The suspected boomerang defection of a man to North Korea on Saturday has raised new concerns that defectors in the South are not being properly cared for.
 
North Korean defectors often experience discrimination and alienation in the process of settling in South Korean society and have difficulty making a living, according to writer Cho Gyeong-il, whose autobiographical story, “To Aoji,” was published on Dec. 15
 
Cho, who defected to the South at the age of 16, told the JoongAng Ilbo in an interview that the man who re-defected on Saturday “must have been very lonely psychologically, especially considering that he only spent a few months living in the South [on his own] after being released from Hanawon and questioning by the National Intelligence Service (NIS).” 
 
Defense Ministry officials believe the man who crossed over to the North on Saturday was a man in his 30s who defected to the South in November 2020 based on CCTV footage and their knowledge of defectors who crossed the same area in Goseong County, Gangwon, to make their way South.
 
Defectors from the North are mandated to undergo a 12-week course at Hanawon — officially known as the Settlement Support Center for North Korean Refugee — where they are prepared for life in the capitalist South.

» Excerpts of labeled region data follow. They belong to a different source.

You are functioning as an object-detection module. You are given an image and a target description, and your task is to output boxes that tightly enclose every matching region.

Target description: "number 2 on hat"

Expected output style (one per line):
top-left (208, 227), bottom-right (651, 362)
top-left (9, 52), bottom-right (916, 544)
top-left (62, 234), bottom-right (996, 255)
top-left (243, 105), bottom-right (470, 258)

They also undergo screening by NIS investigators to ensure they are not spies sent by Pyongyang or ethnic Koreans from China posing as defectors.
 
Cho urged more psychological and career support for defectors trying to settle in South Korea, where they often struggle with discrimination, a lack of familial ties, and difficulty making a living in a fiercely competitive society.
 
Cho singled out the adjustment program at Hanawon as under-preparing defectors for their lives in the South.
 
“The institute needs to offer practical, hands-on training in fields where defectors can feasibly find employment, like hairdressing,” the author said. “Most defectors leave Hanawon and end up working in karaoke parlors if they’re women, and manual labor if they’re men.
 
“They just continue struggling to survive [after they leave Hanawon] because they’re left to their own devices.”
 
Cho also said that many defectors remain emotionally unmoored, even after living in the South for a long time. “Not only do they face discrimination, but they miss the families they left behind. Hanawon needs to maintain a counselling department to manage defectors over a longer period of time.”
 
The Unification Ministry’s estimate that a total 30 North Korean defectors in the past decade have boomeranged back to the North suggest that the struggle to adapt to South Korean society is so hard that they take the dangerous trek back, where they can face brutal recriminations.
 
The North has taken an even tougher stance on unauthorized entries during the Covid-19 pandemic.
 
When a North Korean defector surnamed Kim re-defected to his hometown of Kaesong in July 2020, the regime shut down the city for three weeks over Covid-19 fears.  
 
In September 2020, a South Korean official with the fisheries department disappeared near the border while on a patrol boat and was later shot dead and his body burned in North Korean waters by North Korean soldiers, according to South Korea’s Ministry of National Defense.